Türkischer Botschafter geht nach Kurti im Amt nach Aussagen von Minister Gervala, dass die Arbeit Botschaft durchgeführt “

Der Kosovo-Ministerpräsident Albin Kurti hat sich heute mit dem Botschafter der Türkei im Kosovo, Chagri Sarkar, getroffen. Botschafter Sarkar hat Premierminister Kurti zu seinem Amtsantritt beglückwünscht und den Willen bekräftigt, die Zusammenarbeit fortzusetzen und weitere freundschaftliche Beziehungen zwischen den beiden Ländern zu pflegen. “Kurti dankte dem Botschafter für seine Wünsche und für seine weitere Unterstützung [...]
Botschafter Sarkar hat Premierminister Kurti zu seinem Amtsantritt beglückwünscht und den Willen bekräftigt, die Zusammenarbeit fortzusetzen und weitere freundschaftliche Beziehungen zwischen den beiden Ländern zu pflegen.
“Kurti dankte dem Botschafter für die Glückwünsche und für die anhaltende Unterstützung der Türkei durch alle Phasen der Staatlichkeit, durch die Kosovo” gegangen ist, sagte der Bericht.

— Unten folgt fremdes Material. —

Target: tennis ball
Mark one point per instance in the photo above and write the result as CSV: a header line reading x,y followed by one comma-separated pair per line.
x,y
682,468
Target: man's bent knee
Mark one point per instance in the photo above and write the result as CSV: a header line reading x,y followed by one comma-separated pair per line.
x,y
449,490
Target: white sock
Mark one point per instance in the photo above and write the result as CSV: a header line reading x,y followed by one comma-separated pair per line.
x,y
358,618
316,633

Es wurde auch betont, dass auf dem Treffen die Möglichkeit erörtert wurde, bestimmte wirtschaftliche Hindernisse zu beseitigen, die Investitionen und den Austausch erleichtern würden.
Was bei der Ankündigung dieses Treffens auffällt, ist, dass die beiden das Thema der Eröffnung der Kosovo-Botschaft in Jerusalem nicht erwähnt haben, ein von der Türkei abgelehnter Schritt.

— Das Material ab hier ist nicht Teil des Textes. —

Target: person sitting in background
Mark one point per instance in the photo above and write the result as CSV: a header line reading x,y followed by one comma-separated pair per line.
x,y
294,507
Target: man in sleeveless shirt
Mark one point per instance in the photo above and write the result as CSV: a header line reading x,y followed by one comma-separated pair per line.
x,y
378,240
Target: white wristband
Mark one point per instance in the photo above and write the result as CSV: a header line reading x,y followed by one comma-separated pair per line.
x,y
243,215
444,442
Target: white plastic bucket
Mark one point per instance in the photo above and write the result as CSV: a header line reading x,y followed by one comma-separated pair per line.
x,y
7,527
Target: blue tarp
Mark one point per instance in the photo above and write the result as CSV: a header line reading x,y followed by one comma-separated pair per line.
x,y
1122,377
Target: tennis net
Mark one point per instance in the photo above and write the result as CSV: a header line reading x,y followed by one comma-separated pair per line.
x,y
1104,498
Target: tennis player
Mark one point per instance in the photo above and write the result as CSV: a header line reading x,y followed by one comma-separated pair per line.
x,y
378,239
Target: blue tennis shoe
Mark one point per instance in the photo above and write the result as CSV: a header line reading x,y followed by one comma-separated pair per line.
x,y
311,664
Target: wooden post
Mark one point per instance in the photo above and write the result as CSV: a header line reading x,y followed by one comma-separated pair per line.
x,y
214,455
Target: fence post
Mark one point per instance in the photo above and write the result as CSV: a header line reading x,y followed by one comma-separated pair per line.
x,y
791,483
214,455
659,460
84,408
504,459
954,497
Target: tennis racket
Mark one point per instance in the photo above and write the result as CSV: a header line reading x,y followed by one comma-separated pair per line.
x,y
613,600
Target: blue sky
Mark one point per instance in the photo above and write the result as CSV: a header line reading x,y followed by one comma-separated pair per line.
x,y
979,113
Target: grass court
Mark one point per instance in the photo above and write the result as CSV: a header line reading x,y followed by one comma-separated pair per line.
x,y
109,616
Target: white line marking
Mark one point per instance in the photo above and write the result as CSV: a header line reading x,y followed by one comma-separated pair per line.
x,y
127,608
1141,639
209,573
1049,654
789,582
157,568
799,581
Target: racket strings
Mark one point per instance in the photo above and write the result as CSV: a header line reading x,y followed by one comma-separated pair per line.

Mittlerweile sagte Außenminister Donika Grovalla am Dienstag, dass der Fall der Kosovo-Botschaft in Jerusalem eine Arbeit ist.
Vollständige Ankündigung:
Der Premierminister der Republik Kosovo, Albin Kurti, hat heute den Botschafter der Türkei im Kosovo, Chagri Sarkar, getroffen.

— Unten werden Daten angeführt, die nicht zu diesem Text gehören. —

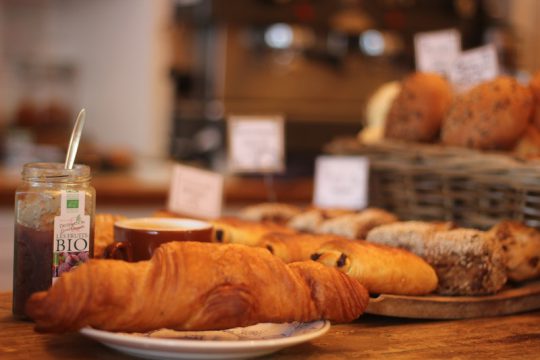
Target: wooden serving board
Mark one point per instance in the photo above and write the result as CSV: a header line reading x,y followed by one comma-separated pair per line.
x,y
508,301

Botschafter Sarkar hat Premierminister Kurti zu seinem Amtsantritt beglückwünscht und den Willen bekräftigt, die Zusammenarbeit fortzusetzen und weitere freundschaftliche Beziehungen zwischen den beiden Ländern zu pflegen.
Ministerpräsident Kurti dankte dem Botschafter für die Glückwünsche und für die anhaltende Unterstützung der Türkei in allen Phasen der Staatsgewalt, durch die Kosovo gegangen ist. In der Sitzung wurde auch die Möglichkeit erörtert, bestimmte wirtschaftliche Hindernisse zu beseitigen, die Investitionen und den Austausch erleichtern würden.